Let’s break down the candidates in the top 6 categories that have been most important to past MVP selections:
The Saints have won 13 games heading into the final week and have sealed the #1 seed. The Chiefs are 11-4 and can become the AFC #1 seed with a win, so while this factor favors Brees, Mahomes’ team results are well within acceptable range, where almost all MVPs come from teams earning byes.
ADJUSTED NET YARDS PER ATTEMPT
Mahomes leads the NFL in adjusted net yards per attempt, though it is a slight lead over Brees, who is second.
The Chiefs lead the NFL in scoring with a whopping 530 points with one game to play. The Saints are second, but 40 points behind, with that lead widening in recent weeks.
Mahomes again leads the NFL in passing touchdown percentage at 8.6%, and has a wider lead in this category, where Brees is fifth at 6.5%.
Brees leads the NFL in passer rating (thanks to his large lead in the completion percentage category, which is overrepresented in passer rating) and Mahomes is 2nd. Brees is at 115.7 and Mahomes is at 114.
TOTAL TOUCHDOWNS (PASSING + RUSHING)
Huge advantage for Mahomes in this category, where he is putting up historic numbers and may be second all-time. Thanks to four rushing touchdowns, Brees is in a logjam at second with several others (Luck, Roethlisberger, Ryan) with 36 total touchdowns, but that is 14 behind Mahomes.

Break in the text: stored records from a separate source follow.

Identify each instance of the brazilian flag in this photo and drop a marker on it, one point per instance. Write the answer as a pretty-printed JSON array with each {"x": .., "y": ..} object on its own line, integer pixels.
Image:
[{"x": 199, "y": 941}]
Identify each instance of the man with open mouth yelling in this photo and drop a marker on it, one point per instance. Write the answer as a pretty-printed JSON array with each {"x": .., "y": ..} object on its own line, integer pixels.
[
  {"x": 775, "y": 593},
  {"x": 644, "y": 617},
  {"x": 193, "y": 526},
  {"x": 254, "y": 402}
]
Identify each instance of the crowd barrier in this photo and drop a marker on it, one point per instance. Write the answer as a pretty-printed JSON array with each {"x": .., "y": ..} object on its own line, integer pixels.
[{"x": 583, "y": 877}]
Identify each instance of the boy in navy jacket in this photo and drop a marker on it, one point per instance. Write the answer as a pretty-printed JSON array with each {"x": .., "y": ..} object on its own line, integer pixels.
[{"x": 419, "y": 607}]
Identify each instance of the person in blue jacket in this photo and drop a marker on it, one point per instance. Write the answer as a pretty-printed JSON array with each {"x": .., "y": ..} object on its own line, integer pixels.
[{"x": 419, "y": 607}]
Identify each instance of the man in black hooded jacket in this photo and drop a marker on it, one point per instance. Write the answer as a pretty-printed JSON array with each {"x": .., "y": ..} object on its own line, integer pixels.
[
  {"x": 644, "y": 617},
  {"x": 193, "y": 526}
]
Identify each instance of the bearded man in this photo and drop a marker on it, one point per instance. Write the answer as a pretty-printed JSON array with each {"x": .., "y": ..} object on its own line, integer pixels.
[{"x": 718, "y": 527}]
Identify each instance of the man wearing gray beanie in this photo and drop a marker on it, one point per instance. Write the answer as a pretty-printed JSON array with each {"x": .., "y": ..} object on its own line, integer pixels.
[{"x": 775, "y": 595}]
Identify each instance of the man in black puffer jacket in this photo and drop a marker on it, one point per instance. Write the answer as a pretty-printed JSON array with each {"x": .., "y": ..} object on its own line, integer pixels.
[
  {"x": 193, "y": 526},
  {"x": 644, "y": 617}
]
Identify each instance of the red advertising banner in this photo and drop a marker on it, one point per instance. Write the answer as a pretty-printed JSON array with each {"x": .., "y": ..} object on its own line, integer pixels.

Mahomes has a sizable lead in two categories that have been traditional indicators (touchdown rate and total touchdowns). The two split in two overall efficiency measures, ANYA and passer rating, currently 1st and 2nd in the two categories, with the positions reversed. In team categories, the Chiefs lead in points scored while the Saints lead in wins. Will experience and career accomplishment overcome a massive touchdown advantage? That’s the question.